ロシアの作曲家セルゲイ・タネーエフの生涯と音楽の特徴

📌 主なポイント
- ✓1856年にロシア帝国のヴラディーミルで生まれた。
- ✓モスクワ音楽院でピョートル・チャイコフスキーらに学び、のちに同音楽院の院長を務めた。
- ✓対位法や楽曲の構築性を重視した作風で知られ、多くの優れた作曲家を育てた。
セルゲイ・イヴァノヴィチ・タネーエフ(ロシア語: Серге́й Ива́нович Тане́ев、1856年11月25日 - 1915年6月19日)は、ロシア帝国の作曲家、ピアニスト、音楽理論家、教育者である。ロシア音楽界において、対位法と厳格な構築性を重んじた音楽家として知られている。

生涯
1856年、ロシア帝国のヴラディーミルで生まれた。
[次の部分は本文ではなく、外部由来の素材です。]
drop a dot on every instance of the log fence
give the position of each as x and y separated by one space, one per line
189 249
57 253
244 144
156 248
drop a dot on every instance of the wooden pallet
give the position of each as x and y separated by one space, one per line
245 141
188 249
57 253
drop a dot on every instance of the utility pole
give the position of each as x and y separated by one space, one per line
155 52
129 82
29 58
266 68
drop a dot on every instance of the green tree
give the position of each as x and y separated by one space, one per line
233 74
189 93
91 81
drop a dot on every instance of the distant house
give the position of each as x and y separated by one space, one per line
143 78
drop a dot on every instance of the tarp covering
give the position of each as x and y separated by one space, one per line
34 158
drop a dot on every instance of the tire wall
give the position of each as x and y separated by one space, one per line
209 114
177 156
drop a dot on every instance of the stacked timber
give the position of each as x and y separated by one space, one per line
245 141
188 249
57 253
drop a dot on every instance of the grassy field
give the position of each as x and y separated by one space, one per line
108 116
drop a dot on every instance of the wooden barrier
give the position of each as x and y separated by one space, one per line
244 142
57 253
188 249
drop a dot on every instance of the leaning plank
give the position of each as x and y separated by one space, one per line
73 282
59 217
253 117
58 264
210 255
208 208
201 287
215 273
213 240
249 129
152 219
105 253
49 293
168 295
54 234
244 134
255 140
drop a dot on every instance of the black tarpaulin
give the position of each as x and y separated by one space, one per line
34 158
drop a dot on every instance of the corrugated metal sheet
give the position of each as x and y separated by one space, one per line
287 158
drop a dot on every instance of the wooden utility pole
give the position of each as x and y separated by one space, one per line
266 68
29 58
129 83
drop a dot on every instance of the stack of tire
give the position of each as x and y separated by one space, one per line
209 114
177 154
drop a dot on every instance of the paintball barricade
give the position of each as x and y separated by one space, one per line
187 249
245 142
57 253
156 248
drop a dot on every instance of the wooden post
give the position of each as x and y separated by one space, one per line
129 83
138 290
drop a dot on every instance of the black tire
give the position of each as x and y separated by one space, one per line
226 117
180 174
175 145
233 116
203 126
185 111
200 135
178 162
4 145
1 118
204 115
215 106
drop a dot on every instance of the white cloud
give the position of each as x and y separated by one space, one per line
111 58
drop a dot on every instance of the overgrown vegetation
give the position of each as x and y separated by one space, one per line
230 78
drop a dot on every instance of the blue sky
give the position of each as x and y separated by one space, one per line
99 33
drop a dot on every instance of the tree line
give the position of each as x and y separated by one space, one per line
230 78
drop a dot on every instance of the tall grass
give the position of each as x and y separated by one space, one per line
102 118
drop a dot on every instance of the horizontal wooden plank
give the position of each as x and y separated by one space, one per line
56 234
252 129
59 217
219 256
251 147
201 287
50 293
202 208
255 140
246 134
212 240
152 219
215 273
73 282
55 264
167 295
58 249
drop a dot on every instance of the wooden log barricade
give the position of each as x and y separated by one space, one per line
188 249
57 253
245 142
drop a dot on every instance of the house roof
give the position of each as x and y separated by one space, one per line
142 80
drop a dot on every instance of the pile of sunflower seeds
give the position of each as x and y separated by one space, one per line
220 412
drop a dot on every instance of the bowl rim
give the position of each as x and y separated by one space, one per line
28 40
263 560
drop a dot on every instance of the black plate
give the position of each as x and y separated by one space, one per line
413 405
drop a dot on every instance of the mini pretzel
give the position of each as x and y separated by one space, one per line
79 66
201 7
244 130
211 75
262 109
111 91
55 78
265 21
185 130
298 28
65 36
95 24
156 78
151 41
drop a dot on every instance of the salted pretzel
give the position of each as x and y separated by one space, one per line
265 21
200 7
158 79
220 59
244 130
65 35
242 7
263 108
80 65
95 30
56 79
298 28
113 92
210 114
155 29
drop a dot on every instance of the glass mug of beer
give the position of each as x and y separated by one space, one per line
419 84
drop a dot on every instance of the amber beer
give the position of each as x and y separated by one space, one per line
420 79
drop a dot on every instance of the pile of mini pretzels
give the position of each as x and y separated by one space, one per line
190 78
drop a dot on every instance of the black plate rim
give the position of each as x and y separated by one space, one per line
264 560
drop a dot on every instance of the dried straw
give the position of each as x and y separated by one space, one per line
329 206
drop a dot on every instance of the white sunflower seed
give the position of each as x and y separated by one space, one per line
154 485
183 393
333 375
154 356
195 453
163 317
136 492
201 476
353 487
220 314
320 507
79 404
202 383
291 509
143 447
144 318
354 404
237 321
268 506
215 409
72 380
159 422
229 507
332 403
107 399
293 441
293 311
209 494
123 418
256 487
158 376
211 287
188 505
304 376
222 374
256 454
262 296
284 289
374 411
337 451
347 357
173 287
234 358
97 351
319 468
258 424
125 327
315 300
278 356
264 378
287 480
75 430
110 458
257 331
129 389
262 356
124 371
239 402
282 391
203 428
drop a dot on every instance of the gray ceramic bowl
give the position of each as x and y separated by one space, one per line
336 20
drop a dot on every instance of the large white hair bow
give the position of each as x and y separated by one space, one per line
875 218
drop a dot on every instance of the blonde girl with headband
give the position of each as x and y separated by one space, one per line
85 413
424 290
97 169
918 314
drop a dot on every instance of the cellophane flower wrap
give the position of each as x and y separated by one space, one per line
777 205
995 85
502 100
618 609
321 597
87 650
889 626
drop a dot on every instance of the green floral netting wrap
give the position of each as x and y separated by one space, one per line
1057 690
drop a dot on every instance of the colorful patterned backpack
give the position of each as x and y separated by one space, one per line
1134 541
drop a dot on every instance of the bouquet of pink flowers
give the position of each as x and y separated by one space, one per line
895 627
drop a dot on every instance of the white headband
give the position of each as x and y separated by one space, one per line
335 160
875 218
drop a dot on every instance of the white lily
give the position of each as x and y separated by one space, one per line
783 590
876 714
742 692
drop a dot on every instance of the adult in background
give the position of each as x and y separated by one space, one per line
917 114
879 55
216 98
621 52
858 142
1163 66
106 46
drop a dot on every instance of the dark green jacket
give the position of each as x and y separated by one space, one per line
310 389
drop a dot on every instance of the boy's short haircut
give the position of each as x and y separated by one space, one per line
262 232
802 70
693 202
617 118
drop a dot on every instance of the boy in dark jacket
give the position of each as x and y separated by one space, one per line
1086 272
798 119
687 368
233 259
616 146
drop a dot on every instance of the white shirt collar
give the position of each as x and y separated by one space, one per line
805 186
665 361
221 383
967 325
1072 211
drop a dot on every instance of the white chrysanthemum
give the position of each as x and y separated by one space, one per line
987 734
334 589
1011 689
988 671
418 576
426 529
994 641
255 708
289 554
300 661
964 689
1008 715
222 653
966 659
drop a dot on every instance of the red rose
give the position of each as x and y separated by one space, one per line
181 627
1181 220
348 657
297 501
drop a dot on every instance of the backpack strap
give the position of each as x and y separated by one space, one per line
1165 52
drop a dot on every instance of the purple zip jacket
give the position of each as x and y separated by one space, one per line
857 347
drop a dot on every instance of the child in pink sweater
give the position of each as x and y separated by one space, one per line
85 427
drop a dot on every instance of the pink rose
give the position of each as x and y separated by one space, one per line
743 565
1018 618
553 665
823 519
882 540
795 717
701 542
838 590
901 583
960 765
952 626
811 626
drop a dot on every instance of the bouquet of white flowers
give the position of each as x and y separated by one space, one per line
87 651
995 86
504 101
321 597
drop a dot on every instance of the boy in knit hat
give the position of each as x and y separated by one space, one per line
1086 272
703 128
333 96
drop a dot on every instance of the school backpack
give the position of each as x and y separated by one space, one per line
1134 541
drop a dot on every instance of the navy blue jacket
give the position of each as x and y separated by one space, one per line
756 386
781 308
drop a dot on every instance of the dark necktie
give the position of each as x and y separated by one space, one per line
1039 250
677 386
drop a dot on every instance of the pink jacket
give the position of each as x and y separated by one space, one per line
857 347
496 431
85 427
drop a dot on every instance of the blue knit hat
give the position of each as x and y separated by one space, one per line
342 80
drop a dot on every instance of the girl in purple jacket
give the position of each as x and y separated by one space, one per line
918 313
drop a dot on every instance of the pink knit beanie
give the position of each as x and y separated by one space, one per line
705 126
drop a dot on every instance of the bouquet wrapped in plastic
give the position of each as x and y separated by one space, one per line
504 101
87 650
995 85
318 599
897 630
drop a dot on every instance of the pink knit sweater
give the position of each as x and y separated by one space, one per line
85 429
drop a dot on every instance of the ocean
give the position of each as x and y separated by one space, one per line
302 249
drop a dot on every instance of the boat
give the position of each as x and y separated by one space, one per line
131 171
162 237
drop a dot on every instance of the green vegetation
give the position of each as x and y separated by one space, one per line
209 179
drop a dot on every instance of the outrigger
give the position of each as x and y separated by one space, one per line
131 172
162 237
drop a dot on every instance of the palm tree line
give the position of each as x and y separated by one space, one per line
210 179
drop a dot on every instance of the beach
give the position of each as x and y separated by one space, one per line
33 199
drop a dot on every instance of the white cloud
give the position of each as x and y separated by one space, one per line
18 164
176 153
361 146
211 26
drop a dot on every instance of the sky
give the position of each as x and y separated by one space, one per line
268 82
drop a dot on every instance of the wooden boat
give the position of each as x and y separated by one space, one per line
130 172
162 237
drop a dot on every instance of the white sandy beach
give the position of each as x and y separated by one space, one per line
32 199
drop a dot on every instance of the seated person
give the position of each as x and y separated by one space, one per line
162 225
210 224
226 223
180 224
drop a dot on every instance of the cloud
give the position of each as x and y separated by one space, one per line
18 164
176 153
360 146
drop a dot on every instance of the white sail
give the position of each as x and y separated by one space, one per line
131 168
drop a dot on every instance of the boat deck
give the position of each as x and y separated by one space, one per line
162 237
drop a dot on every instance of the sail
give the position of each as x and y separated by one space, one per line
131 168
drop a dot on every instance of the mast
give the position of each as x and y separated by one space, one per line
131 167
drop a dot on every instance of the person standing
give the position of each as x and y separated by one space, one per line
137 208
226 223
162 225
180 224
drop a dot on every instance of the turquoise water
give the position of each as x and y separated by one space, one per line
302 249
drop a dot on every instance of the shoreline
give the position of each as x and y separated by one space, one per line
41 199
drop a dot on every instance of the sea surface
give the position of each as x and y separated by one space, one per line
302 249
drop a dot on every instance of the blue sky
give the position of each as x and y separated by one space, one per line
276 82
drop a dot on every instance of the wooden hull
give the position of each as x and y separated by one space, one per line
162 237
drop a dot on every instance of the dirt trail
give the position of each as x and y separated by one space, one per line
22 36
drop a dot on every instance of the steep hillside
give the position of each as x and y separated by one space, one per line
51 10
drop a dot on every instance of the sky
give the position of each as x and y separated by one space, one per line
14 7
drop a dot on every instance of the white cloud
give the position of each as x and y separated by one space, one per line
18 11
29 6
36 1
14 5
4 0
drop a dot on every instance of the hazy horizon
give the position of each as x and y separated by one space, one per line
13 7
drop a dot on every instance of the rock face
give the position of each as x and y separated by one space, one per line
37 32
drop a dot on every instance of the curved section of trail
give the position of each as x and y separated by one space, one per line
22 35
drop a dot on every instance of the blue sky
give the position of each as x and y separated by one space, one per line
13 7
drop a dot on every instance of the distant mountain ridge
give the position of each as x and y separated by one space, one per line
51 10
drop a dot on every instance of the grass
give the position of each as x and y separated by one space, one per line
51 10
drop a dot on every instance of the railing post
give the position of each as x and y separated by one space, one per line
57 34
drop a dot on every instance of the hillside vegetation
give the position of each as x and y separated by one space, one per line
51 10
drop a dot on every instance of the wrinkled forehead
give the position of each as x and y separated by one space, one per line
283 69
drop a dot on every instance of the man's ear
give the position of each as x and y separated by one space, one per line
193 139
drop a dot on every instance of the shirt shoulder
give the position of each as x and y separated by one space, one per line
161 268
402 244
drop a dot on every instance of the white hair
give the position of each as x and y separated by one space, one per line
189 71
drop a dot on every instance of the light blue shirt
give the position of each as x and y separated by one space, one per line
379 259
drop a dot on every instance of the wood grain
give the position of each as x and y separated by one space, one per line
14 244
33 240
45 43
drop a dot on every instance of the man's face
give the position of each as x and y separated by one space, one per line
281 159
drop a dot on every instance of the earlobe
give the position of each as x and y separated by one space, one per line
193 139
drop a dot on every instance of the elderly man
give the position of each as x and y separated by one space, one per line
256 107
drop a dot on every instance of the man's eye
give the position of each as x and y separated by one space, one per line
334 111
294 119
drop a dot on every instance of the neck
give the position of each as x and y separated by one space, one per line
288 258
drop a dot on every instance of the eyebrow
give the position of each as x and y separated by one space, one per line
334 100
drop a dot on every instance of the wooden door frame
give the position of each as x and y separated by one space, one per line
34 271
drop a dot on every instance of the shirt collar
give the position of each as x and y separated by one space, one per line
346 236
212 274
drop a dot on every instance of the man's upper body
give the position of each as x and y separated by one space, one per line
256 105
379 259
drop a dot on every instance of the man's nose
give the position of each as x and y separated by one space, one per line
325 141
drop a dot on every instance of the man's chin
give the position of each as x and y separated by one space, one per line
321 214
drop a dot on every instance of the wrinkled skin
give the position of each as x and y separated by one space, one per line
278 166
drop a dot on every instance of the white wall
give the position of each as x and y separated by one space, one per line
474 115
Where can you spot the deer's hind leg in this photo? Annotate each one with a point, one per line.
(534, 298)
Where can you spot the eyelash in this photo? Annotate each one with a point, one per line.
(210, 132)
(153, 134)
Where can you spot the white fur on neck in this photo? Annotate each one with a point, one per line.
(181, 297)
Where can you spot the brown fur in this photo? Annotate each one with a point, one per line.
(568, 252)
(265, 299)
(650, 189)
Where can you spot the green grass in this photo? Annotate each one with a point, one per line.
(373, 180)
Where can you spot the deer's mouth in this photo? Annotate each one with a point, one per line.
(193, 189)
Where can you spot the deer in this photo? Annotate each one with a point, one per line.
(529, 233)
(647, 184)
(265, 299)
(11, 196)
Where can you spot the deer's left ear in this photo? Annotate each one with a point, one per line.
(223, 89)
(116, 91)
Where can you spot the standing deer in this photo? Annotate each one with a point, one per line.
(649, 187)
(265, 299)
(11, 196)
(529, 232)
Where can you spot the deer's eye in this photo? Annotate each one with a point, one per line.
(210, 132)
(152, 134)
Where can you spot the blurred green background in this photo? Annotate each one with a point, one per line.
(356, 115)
15世紀までさかのぼる貴族の家系であり、医師であった父・イヴァンはアマチュアの音楽家でもあった。タネーエフは5歳の頃からピアノの学習を始めている。
1866年に家族とともにモスクワへ移住し、同年創設されたばかりのモスクワ音楽院に入学した。音楽院ではピアノをエドゥアルト・ランゲルやニコライ・ルビンシテインに師事し、音楽形式とフーガをニコライ・グーベルトから、作曲と楽器法をピョートル・チャイコフスキーから学んだ。チャイコフスキーとは特に親密な関係を築き、1875年に金メダルを獲得して同音楽院を卒業した。
卒業後はピアニストおよび作曲家として活動を続け、1878年からはモスクワ音楽院で教鞭を執り始めた。1881年には教授に昇格し、ニコライ・ルビンシテインの死去に伴ってピアノ科の教授も引き継いだ。さらに1885年から1889年まで同音楽院の院長を務めた。
1905年、音楽院の権威主義的な運営方針に対する抗議として辞任し、その後は復帰することはなかった。1906年には一般大衆への音楽普及を目的とした人民音楽院の創設に加わり、教員としても活動した。
1915年、弟子のスクリャービンの葬儀に参列した際に薄着で棺を担いだことが原因で風邪をひき、心臓病を併発してモスクワ近郊のデューティコヴォ村で死去した。遺体はモスクワのノヴォデヴィチ墓地に埋葬されている。


音楽的特徴と理論
タネーエフの作風は、師であるチャイコフスキーと同様に保守的な傾向を持ちながらも、叙情性よりも楽曲の構築性や対位法を重視した。「ロシアのブラームス」と称されることもあったが、タネーエフ自身はブラームスやワーグナーに対して否定的な見解を持っていたとされる。
音楽理論の分野でも優れた業績を残しており、『可動的厳格対位法』や『カノンの研究』といった著作を執筆している。また、アレクサンドル・グラズノフ、アレクサンドル・スクリャービン、セルゲイ・プロコフィエフ、ニコライ・メトネル、セルゲイ・ラフマニノフといった多くの著名な音楽家を育成した。